Search code examples
javascriptruby-on-railsrubylarge-data

Ruby on Rails - Storing and accessing large data sets


I am having a hard time managing the storage and access of a large dataset within a Ruby on Rails application. Here is my application in a nutshell: I am performing Dijkstra's algorithm as it pertains to a road network, and then displaying the nodes that it visits using the google maps API. I am using an open dataset of the US road network to construct the graph by iterating over two txt files given in the link, but I am having trouble storing this data in my app.

I am under the impression that a large dataset like this not an ActiveRecord object - I don't need to modify the contents of this data, rather be able to access it and cache it locally in a hash to perform ruby methods on it. I have tried a few things but I am running into trouble.

  1. I figured that it would make most sense to parse the txt files and store the graph in yml format. I would then be able to load the graph into a DB as seed data, and grab the graph using Node.all, or something along those lines. Unfortunately, the yml file becomes too large for rails to handle. Running a Rake causes the system to run at 100% for infinity...

  2. Next I figured, well since I don't need to modify the data, I can just create the graph every time the application loads as start of its "initialization." But I don't exactly know where to put this code, I need to run some methods, or at least a block of data. And then store it in some sort of global/session variable that I can access in all controllers/methods. I don't want to be passing this large dataset around, just have access to it from anywhere.

  3. This is the way I am currently doing it, but it is just not acceptable. I am parsing the text files that creates the graph on a controller action, and hoping that it gets computing before the server times out.

Ideally, I would store the graph in a database that I could grab the entire contents to use locally.
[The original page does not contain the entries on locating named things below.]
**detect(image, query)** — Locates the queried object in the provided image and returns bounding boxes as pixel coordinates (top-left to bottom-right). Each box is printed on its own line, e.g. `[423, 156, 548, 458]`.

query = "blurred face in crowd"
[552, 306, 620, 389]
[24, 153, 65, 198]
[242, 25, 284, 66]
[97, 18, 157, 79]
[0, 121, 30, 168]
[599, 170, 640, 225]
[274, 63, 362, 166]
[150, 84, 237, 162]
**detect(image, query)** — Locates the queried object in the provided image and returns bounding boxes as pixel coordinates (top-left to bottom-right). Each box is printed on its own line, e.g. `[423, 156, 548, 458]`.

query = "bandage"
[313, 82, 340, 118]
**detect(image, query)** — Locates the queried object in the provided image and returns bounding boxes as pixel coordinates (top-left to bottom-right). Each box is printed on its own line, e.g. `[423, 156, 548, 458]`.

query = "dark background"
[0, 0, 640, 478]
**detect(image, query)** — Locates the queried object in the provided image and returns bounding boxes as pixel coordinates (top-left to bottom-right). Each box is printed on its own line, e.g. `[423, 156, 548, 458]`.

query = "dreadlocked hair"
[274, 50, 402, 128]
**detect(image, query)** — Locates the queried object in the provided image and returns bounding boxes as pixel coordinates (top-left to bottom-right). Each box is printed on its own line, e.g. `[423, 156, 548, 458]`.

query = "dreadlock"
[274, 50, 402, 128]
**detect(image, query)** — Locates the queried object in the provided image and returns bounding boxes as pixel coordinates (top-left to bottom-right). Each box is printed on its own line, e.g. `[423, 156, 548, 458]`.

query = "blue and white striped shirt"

Or at least only require the parsing of the data once as the application loads and then I would be able to access it from different page views, etc.. I feel like this would be the most efficient, but I am running into hurdles at the moment.

Any ideas?


Solution

  • You're on the right path. There are a couple of ways to do this. One is, in your model class, outside of any method, set up constants like these examples:

    MY_MAP = Hash[ActiveRecord::Base.connection.select_all('SELECT thingone, thingtwo from table').map{|one| [one['thingone'], one['thingtwo']]}]
    RAW_DATA = `cat the_file`  # However you read and parse your file
    CA = State.find_by_name 'California'
    NY = State.find_by_name 'New York'
    

    These will get executed once in a production app: when the model's class is loaded. Another option: do this initialization in an initializer or other config file. See the config/initializers directory.